There have been new developments in the elucidation of the biological functions of the inter-alpha-inhibitor (IalphaI) family. The anti-proteolytic activity of the IalphaI family originates from bikunin (also known as urinary trypsin inhibitor). Growing evidence indicates that bikunin is not just an anti-proteolytic agent, but can also be considered an anti-inflammatory agent that suppresses lipopolysaccharide (LPS)-induced cytokine synthesis. Bikunin functions to inhibit calcium influx and extracellular signal-regulated kinase (ERK) signaling via LPS receptors and/or as yet unidentified bikunin signaling receptors. By signaling via the LPS receptor, LPS increases calcium influx and yields phosphorylated ERK, which activates multiple transcription factors, such as nuclear factor kappaB (NF-kappaB) or early growth response-1 (Egr-1), which in turn promote cytokine expression.
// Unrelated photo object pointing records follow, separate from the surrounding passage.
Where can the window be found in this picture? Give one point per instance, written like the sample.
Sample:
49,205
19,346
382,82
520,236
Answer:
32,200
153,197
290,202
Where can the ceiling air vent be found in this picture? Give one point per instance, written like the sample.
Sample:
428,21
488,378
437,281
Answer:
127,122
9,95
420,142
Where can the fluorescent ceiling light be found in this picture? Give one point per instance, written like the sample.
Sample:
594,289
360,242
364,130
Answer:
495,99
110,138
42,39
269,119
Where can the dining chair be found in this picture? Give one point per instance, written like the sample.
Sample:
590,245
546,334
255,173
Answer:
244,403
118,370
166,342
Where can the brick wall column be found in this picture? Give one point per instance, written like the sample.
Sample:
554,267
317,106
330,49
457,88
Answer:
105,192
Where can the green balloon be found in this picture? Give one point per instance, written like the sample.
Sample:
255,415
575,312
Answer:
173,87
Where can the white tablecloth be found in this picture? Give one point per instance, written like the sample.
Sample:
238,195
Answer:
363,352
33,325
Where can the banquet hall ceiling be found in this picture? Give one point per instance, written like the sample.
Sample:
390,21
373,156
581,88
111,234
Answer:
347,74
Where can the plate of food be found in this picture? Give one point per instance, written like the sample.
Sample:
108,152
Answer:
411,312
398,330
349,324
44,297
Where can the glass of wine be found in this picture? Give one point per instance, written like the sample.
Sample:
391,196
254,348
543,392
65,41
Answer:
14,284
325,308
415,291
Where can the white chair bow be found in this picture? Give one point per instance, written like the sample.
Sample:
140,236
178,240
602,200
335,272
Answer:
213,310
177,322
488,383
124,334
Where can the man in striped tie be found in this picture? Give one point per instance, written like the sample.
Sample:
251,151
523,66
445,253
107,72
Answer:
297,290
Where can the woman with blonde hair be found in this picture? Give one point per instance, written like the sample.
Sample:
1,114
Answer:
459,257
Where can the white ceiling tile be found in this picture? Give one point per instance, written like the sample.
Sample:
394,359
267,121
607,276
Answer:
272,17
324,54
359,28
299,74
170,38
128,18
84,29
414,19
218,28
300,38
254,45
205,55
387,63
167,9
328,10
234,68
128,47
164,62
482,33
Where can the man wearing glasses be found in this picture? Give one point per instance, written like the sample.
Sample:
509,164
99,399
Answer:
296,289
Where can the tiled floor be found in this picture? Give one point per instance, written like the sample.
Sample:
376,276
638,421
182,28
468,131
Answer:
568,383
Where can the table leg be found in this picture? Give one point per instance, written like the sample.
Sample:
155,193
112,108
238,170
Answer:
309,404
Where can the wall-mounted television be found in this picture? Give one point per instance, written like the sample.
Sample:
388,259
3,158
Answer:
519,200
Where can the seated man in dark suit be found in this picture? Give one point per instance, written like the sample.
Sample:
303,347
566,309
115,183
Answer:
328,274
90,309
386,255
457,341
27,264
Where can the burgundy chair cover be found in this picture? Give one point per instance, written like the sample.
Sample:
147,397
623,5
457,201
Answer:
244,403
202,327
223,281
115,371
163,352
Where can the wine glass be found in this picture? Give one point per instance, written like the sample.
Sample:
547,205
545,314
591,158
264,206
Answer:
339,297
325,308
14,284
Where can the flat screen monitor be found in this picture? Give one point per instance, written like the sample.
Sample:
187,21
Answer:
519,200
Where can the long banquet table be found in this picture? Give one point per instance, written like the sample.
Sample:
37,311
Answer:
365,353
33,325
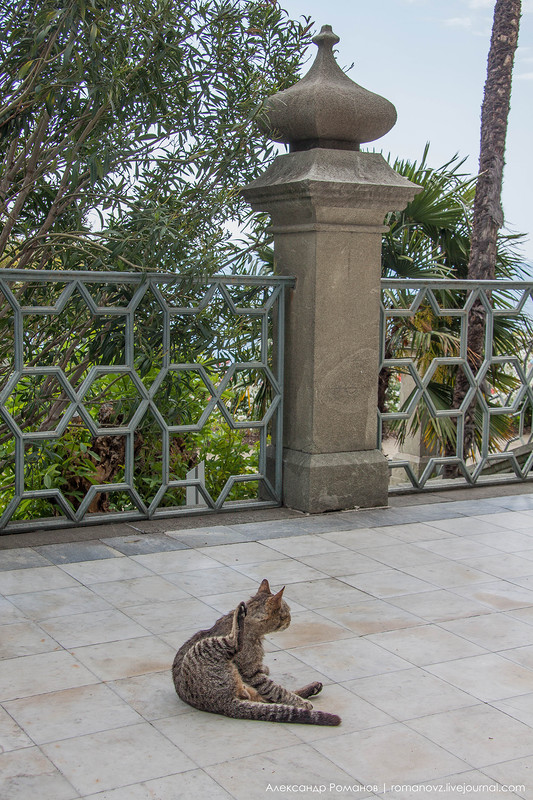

Deficits in the signaling cascades caused by free or cell-bound bikunin are predicted to down-regulate cytokine expression, render macrophages/neutrophils more inactive, and impair inflammatory processes. This brief review largely focuses on our current understanding of the apparent functions of bikunin, its ligands, the effector molecules with which it interacts, and its regulation.